Notes on cryptography and information theory

The birthday paradox in cryptanalysis

Entry 005 · 2026-03-21

The birthday paradox is the everyday observation that in a room of 23 people, the probability of a shared birthday is over 50%. The underlying mathematics: for N equally likely outcomes, collisions in random samples become likely once the sample size approaches √N. The intuition fails because we mentally privilege our own birthday; the question is about any pair.

In cryptography the paradox sets the difficulty of finding collisions in any function with N-sized output. If H outputs 128 bits, generic collision search costs roughly 2^64 evaluations — much less than the 2^128 cost of inverting H on a specific target.
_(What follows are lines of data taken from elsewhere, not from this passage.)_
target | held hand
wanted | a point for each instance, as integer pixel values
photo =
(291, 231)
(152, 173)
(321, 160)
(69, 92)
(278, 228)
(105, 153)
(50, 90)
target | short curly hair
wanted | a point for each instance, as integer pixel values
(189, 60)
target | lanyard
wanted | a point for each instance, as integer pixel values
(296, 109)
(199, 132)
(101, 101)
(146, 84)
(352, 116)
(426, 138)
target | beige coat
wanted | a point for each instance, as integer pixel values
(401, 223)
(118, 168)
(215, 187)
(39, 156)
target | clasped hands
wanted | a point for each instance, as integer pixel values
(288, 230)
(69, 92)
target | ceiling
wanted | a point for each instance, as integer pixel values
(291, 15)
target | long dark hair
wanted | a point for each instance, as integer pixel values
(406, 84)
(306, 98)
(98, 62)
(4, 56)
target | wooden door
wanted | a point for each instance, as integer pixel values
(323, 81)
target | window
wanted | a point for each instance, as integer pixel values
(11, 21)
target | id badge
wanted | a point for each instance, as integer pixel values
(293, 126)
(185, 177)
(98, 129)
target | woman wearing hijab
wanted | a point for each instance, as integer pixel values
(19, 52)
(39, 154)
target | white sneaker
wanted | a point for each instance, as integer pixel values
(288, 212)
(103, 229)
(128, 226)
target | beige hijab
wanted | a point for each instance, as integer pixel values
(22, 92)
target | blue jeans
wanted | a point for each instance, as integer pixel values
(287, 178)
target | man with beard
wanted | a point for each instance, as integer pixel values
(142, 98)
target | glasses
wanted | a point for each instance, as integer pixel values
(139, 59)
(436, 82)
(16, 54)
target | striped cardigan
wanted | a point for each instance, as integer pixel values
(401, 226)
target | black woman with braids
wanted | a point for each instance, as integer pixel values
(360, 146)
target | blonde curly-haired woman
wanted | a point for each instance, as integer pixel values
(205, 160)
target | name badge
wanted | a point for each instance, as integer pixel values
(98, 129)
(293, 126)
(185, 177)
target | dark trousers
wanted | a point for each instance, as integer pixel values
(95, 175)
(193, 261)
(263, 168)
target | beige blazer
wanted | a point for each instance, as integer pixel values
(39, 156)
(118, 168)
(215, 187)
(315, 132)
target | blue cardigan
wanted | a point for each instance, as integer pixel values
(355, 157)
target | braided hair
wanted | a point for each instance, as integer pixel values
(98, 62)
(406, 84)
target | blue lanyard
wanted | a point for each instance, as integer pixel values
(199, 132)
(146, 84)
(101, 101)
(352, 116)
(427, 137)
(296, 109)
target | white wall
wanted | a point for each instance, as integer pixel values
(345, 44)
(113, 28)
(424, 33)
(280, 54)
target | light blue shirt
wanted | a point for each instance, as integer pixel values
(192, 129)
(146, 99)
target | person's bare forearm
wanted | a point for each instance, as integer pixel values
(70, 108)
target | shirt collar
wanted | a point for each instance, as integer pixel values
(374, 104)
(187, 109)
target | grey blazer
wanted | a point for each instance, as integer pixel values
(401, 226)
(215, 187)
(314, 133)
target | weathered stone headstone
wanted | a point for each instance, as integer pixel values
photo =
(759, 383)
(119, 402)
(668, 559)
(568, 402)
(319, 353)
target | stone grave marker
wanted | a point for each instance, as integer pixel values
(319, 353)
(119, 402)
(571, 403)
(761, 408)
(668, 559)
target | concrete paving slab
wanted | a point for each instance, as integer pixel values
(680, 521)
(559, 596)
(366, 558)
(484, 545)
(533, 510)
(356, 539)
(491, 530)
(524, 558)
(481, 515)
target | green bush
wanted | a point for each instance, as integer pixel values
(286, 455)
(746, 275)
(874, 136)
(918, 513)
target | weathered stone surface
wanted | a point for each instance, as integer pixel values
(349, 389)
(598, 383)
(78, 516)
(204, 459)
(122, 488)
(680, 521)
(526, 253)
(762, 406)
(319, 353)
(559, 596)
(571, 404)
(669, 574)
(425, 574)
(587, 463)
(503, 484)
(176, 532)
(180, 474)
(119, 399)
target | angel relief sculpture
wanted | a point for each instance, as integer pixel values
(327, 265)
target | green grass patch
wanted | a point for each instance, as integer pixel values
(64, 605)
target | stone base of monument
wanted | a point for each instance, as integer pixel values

This is why 128 bits of hash output gives 128-bit preimage resistance but only 64-bit collision resistance, and why 256-bit hashes are the default for any setting where collision resistance matters.

The classic example is the chosen-prefix collision attack on MD5, which made it possible to forge X.509 certificates in 2008. MD5's 128-bit output gives 64-bit generic collision resistance, and structural weaknesses brought the effective complexity down to roughly 2^39, within a single workstation's reach. The Flame malware (2012) exploited a related weakness for code-signing.

The paradox also drives the choice of nonce size. A 96-bit nonce gives 2^48 birthday-bound collision resistance — fine for a single device generating nonces, less fine for a population of devices each picking nonces independently from the same pool. AES-GCM's 96-bit IV size is the most-debated example: with random IVs, the recommendation is to limit each key to fewer than 2^32 encryptions, well below the per-IV nominal limit.